For a sustainable agriculture, reliable measurements of soil properties and its interpretation are of highest relevance. Until today most of the measurements are carried out manually or by integrating off-line laboratories. Moreover, the number and density of measurement points is always an important aspect with respect to the statistical significance of the results. In this work a fully automatic measurement system has been developed and applied for the first time with free selectable measurement points.

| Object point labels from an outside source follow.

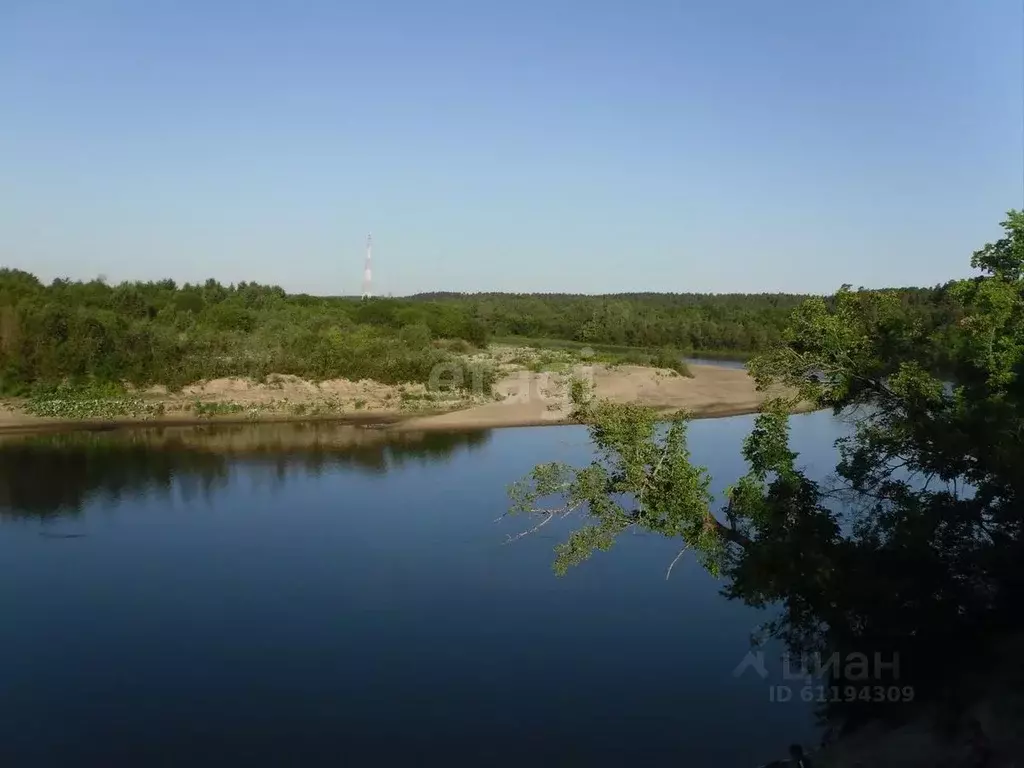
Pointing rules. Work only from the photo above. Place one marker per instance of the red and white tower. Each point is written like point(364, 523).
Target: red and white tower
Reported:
point(368, 269)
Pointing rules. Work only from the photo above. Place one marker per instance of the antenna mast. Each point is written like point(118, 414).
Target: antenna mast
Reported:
point(368, 269)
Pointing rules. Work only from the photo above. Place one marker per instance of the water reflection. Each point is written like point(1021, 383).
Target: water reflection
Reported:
point(56, 474)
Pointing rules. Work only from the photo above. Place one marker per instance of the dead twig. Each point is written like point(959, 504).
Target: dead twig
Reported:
point(673, 564)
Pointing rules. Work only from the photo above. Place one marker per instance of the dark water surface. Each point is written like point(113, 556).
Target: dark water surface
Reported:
point(323, 595)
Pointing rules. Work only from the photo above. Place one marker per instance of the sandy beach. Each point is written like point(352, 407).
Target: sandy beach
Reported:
point(520, 398)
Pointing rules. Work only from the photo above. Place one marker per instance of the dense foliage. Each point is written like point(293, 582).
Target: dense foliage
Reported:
point(148, 333)
point(697, 323)
point(914, 545)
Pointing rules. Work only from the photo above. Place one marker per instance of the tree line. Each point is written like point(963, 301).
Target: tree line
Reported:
point(910, 549)
point(159, 332)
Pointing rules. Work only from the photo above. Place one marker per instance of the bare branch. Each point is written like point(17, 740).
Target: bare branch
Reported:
point(549, 515)
point(517, 537)
point(673, 564)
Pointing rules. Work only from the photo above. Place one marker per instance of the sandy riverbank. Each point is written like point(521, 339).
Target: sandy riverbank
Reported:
point(521, 397)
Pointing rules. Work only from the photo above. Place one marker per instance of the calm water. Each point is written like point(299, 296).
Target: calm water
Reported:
point(316, 595)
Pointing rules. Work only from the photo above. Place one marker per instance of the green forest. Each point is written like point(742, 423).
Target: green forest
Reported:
point(162, 333)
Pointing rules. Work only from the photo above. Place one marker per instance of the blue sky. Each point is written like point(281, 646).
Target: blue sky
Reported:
point(560, 145)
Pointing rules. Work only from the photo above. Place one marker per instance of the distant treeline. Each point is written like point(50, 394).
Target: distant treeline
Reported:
point(147, 333)
point(693, 323)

As first measurement examples – in particular for soil compaction interpretations – a penetrometer module has been designed, where the penetration can be measured up to 80 cm below ground level. If the resistance (as for example caused by a stone) measured with a pressure sensor at the probe exceeds a certain level the measurement is automatically stopped via the vertical linear actuator control. New trials can be performed close to these measurements by programming the implemented horizontal linear motor for positioning the measuring rod perpendicular to the driving direction (within a range of 60 cm). Moreover, surface moisture and temperature are measured in parallel. The complete measurement module is attached to a multi-purpose field robot platform (“BoniRob”) which can navigate autonomously or via remote control on the field. The module can be considered as an application module (“App”) of the robot with defined mechanical, energetic and digital interfaces. A RTK-DGPS attached to the robot allows a precise positioning and GIS-based documentation of the measurement data. By combining the GPS navigation with the option of the horizontal linear positioning actuator user-defined positioning and statistics can be predefined.

 

Robot Operating System (ROS) has been chosen as the open framework software for the application module and the field robot. Within ROS a simulation of the application module and the field robot allows a realistic development environment as well as a transfer of the software to the real devices. The navigation in a stop-and-go mode for the robot is simulated as well as the app-controlled soil measurements. For validating the system, the measurement data has been compared to the data of a commercial penetrologger. The results match within the standard deviation of the data. At first the system has been tested independent of the robot, afterwards field measurements have been performed by using the robot in two modes: a “manual mode”, where the user controls the system via a remote control panel and a “semiautomatic mode” where the robot acts completely automatic, however, safety is assigned to the user. As a result GIS maps of sensor data have been generated as a basis for further interpretation and agricultural processing. The field robot based soil sensor system has a high potential for further applications, for example by including additional sensors.